Au 18e Mondial féminin de basket (espoirs) de Moscou (Russie), le Mali joue toujours à dix car la joueuse Djénébou Sidibé a été finalement isolée dans un hôpital de la place à cause de la dysenterie dont elle souffre, selon une analyse des médecins russes. Ce qui a contraint le pivot du Stade malien et des Aigles espoirs à abandonner l'ensemble de la délégation malienne. Lundi dernier, elle a été obligée de subir une analyse comme les Japonaises qui sont dans le même cas. Conséquence immédiate, les deux délégations ont été séparées des autres dans le resto. Face à cette discrimination, les Japonais ont abandonné le resto de l'hôtel.

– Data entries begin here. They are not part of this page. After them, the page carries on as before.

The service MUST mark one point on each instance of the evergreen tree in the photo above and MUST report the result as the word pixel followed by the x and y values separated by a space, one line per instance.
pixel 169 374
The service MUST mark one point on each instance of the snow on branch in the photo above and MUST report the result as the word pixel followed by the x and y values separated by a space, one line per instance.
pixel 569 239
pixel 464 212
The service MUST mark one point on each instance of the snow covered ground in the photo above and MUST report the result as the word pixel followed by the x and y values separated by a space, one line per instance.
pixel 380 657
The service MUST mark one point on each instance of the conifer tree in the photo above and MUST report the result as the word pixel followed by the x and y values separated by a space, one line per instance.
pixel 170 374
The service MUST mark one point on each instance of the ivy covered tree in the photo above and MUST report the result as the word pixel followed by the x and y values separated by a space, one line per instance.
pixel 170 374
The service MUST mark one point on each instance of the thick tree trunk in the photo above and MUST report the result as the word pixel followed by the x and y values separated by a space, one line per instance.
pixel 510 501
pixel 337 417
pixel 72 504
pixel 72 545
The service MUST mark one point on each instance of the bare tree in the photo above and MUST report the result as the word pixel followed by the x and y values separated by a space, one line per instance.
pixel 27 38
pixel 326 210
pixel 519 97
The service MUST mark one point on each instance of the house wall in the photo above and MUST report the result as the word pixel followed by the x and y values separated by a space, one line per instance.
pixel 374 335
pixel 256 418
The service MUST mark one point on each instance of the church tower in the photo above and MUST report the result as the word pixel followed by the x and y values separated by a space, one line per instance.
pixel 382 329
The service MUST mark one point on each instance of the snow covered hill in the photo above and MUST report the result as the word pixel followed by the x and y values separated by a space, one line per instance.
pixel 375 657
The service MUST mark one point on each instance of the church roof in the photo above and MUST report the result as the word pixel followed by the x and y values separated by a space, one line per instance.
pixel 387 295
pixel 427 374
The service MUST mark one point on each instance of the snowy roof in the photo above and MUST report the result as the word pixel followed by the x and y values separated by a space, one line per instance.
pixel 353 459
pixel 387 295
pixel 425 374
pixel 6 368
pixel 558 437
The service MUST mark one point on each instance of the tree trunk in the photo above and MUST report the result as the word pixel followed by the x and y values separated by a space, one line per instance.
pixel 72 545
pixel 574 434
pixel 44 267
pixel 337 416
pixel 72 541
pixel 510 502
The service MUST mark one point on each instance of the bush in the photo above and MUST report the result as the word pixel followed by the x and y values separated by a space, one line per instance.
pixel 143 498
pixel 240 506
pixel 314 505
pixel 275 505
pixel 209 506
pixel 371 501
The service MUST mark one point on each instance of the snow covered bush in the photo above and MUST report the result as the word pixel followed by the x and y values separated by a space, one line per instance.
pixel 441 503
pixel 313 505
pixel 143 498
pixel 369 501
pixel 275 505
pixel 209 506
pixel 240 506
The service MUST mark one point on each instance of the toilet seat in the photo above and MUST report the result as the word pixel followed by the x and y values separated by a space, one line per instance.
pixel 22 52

Il faut souligner que lors de leur quatrième sortie mardi dernier, les Aiglonnes ont été battues par les Russes (94-25). Un large score qui enterre définitivement les illusions de nos représentantes dans cette compétition. Les protégées de Cheick Oumar Sissoko dit Yankee devaient disputer la nuit dernière leur 5e et dernier match contre la Chine. Une ultime chance de sauver l'honneur.

En marge du 18 e Mondial féminin de basket, l'attaquant des Aigles, Dramane Traoré dit Rivaldo (évoluant dans le championnat russe) a remis jeu de maillot à la sélection nationale féminine qui représente le Mali à ce Mondial. La cérémonie de remise a eu lieu lundi dernier.